The danger of going the fashion route is that the car could catch on to the point of being a fad, then fade like one, which appears to have dogged Smart. With touches such as red stitching on the black leather steering wheel, the iQ aims to tug at heartstrings: “You have to have that emotional piece,” says Owen Peacock, Scion’s national marketing communication manager.

Because iQ has the potential to be seen as quirky and emotional, Scion officials think it could be the kick in the pants that the brand needs now to revive its patina of cool for the whole line. Scion is still the brand with the youngest average buyer age in the U.S., but its sales have fallen dramatically.

The brand became known for the original boxy xB wagon, which became a hit when it rolled out in 2003, despite being derided by some as looking like a rolling microwave oven. The brand also has a subcompact sedan, the xD, and just introduced a redesigned version of its sporty tC coupe. Sales of the three were a combined 26,621 for the first six months of the year, down 70% from Scion’s three models in the same period five years ago.

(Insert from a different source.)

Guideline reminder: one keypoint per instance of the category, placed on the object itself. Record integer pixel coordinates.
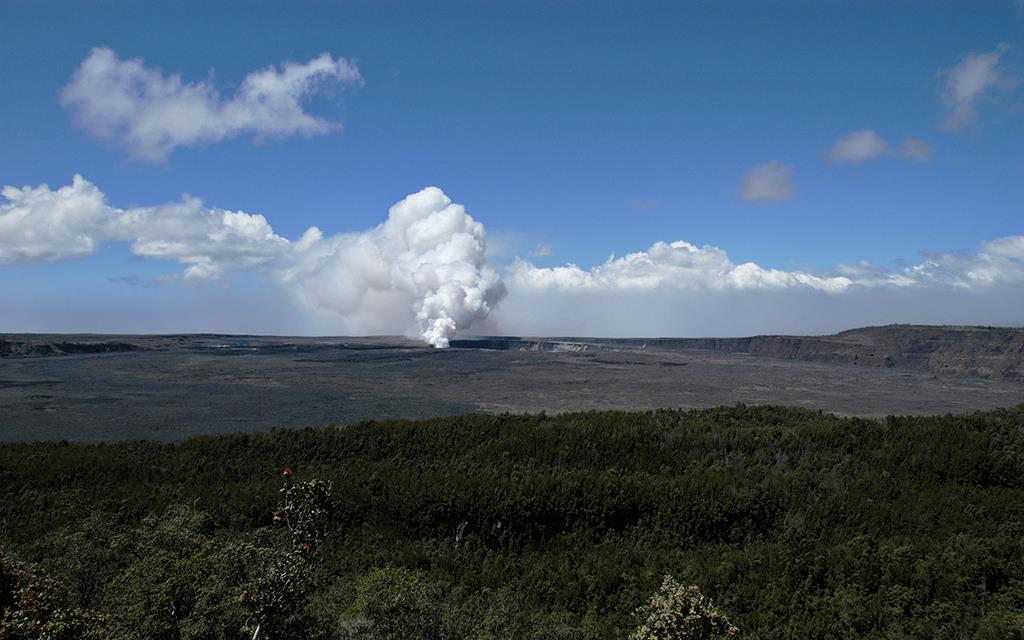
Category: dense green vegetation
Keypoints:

In addition to the iQ, Scion has a new sports car on the way, and Hollis thinks it will become the new symbol of the brand. Until then, the iQ will have to do its part to raise Scion’s profile.

“This car has the potential to be an icon like the xB was,” Hollis says.

Of course, Smart officials had pretty much the same lofty expectations for the ongoing success of their ForTwo, but for the first half of this year, sales are down to a paltry 2,556 cars.

Mercedes, now in direct control, plans to expand the dealer network from about 75 to 100. Mercedes spokeswoman Donna Boland says that will extend Smart’s reach into new or underserved markets, such as the northern suburbs of Chicago. The brand, she says, suffers from not enough potential buyers knowing about it.

“If we can get the awareness up and with the marketing muscle that Mercedes-Benz can bring, we think the (sales) volume will follow,” Boland says.

Back in San Francisco, Mike VanStory of McKinney, Texas, was hanging out with sons Ethan, 11, and Luke, 8, not far from the Golden Gate Bridge.

He thinks that beyond hip, young buyers, the Scion iQ might work as a second car for families. “People are really turning to smaller cars because of the price of gas,” he says.

Would he buy one? Maybe, he says, but he can’t forget the trouble his wife had wrestling a child seat into the back of the family’s Mini Cooper. Some cars, it turns out, can be too darned small.